Using the picasso trained predictors#
This notebook shows how one can use the trained models to make predictions of gas thermodynamics from halo properties. For a full documentation of the predictor objects and their methods, see picasso.predictors: From halo properties to gas properties.
import jax
import jax.numpy as jnp
import matplotlib.pyplot as plt
from astropy.table import Table
from astropy.cosmology import FlatLambdaCDM
from picasso import predictors
from picasso.utils.plots import NFW
import seaborn as sns
sns.set_style("darkgrid")
sns.set_theme("notebook")
benchmark = True
We will use the minimal_576
trained model, which takes as input halo mass and concentration:
predictor = predictors.minimal_576
print(predictor.input_names)
['log M200', 'c200']
Predicting gas model parameters#
First, we want to compute predictions for the model parameter vector, \(\vartheta_{\rm gas}\). To do so, we simply need the vector of scalar halo properties \(\vartheta_{\rm halo}\). We’ll use some pre-stored data (containing four halos from the simulations presented in Kéruzoré+24) and write the input vector:
halos = Table.read("../data/halos.hdf5")
logM200c = jnp.log10(halos["M200c"])
c200c = jnp.array(halos["c200c"])
theta_halo = jnp.array([logM200c, c200c]).T
print(theta_halo.shape)
(4, 2)
We can then use the predictor.predict_model_parameters()

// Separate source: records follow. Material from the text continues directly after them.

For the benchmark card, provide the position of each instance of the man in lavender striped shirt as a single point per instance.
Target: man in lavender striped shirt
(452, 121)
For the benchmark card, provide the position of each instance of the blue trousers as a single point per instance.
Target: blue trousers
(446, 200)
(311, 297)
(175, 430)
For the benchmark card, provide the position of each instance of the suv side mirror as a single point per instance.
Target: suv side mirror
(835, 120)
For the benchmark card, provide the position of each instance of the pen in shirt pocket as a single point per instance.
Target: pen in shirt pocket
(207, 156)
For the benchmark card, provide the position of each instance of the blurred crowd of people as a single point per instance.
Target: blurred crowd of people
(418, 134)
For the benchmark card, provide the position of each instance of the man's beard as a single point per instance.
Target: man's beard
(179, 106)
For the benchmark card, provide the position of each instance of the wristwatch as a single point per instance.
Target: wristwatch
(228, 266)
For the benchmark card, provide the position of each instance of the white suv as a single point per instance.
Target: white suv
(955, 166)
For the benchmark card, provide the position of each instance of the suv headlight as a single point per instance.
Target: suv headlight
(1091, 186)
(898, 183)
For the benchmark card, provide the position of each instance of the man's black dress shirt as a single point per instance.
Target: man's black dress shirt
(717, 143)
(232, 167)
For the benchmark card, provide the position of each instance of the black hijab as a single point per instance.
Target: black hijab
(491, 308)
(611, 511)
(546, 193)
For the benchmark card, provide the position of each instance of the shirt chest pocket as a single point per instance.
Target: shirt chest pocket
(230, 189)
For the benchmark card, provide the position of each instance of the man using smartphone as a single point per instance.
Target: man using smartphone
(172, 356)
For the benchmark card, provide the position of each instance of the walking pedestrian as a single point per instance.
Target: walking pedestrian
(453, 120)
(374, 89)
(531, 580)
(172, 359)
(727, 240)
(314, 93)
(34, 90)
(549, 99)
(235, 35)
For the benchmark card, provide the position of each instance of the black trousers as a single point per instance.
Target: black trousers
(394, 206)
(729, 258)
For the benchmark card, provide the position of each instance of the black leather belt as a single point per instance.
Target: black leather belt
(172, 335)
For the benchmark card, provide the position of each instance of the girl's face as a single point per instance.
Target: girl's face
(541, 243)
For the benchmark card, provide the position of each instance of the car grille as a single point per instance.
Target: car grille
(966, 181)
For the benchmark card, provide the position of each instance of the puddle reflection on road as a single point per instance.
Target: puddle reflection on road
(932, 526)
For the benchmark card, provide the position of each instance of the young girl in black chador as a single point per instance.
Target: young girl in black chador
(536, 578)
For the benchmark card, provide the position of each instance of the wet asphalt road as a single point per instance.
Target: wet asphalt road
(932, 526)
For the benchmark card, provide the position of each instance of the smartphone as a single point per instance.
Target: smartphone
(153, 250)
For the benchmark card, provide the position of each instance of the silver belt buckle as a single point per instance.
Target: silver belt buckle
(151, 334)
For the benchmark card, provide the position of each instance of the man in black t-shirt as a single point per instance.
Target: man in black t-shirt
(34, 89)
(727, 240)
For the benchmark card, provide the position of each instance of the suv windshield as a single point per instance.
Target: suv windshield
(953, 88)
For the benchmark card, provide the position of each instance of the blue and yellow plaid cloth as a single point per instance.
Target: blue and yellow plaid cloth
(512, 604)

function to predict \(\vartheta_{\rm gas}\). For a single halo:
theta_gas_0 = predictor.predict_model_parameters(theta_halo[0])
print(theta_gas_0)
[3.2217349e+03 1.9191902e+02 1.1346726e+00 0.0000000e+00 3.5946820e-07
1.1811828e-02 2.1121846e-01 1.6479003e+00]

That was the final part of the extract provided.